Кир пожимает плечами и проглатывает ещё одну часть пирога. Я понимаю, что друг не имеет в виду ничего плохого, но всё равно становится как-то обидно за соседа. Хочется его оправдать.
– Ему тридцать пять.
Кир лишь угукает, показывая, что всё это ему до лампочки. Ещё раз прокрутив в голове наши слова, мне вдруг хочется задать важный, как мне кажется, вопрос.
– Слушай, а почему не позвал-то?
Парень напротив меня прекращает жевать и замирает, видимо пытаясь понять, о чём я.
– А… Да просто.
Я догадываюсь, что он не хочет продолжать, но мне почему-то очень важно услышать ответ. Что-то тихо жужжит в лёгких.
– Нет, Кир, ну серьёзно.

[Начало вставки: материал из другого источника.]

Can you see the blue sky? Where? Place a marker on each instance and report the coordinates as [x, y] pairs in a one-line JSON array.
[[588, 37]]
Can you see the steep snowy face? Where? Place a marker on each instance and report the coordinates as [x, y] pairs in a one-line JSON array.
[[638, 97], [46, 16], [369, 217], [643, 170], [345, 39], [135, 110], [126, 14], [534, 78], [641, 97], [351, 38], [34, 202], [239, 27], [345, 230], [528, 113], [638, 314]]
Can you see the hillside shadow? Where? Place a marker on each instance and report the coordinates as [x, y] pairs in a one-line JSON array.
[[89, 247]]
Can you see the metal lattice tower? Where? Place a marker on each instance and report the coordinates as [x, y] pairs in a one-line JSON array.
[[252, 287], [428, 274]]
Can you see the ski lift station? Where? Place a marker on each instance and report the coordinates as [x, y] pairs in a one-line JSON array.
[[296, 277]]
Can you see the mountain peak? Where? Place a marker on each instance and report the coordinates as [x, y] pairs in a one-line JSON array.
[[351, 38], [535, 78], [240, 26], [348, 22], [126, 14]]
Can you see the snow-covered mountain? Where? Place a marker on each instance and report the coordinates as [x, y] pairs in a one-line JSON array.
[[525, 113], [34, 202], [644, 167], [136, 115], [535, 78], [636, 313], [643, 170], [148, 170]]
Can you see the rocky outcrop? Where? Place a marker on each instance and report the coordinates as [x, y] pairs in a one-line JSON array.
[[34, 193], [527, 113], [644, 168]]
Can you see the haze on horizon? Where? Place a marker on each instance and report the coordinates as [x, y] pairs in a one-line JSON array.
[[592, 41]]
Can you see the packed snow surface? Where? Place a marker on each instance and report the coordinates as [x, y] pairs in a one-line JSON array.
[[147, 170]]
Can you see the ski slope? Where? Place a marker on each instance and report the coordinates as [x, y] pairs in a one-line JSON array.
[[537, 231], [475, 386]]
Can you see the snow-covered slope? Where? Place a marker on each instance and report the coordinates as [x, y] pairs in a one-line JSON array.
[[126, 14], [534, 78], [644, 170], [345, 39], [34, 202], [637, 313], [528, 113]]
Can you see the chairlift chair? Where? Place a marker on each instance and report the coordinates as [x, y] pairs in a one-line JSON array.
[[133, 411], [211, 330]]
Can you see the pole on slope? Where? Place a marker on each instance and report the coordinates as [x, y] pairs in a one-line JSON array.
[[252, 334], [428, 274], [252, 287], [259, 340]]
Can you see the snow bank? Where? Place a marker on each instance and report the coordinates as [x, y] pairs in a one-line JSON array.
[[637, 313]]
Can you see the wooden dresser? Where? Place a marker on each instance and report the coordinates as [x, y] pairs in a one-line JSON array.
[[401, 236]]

Почему?
Друг какое-то время молчит, опустив взгляд.
– Ну, мы в последний раз обменивались сообщениями месяца четыре назад… И ты сам знаешь, какие они были: пара стандартных вопросов и сухих ответов. Ты после того… Ты же после того, как ушёл из Дома, считай, все связи с нашими разорвал. Так что, может, ты не хотел бы со мной пересекаться. Или просто торопился куда, а я помешал бы… Не хотел тебя тревожить и смущать, в общем.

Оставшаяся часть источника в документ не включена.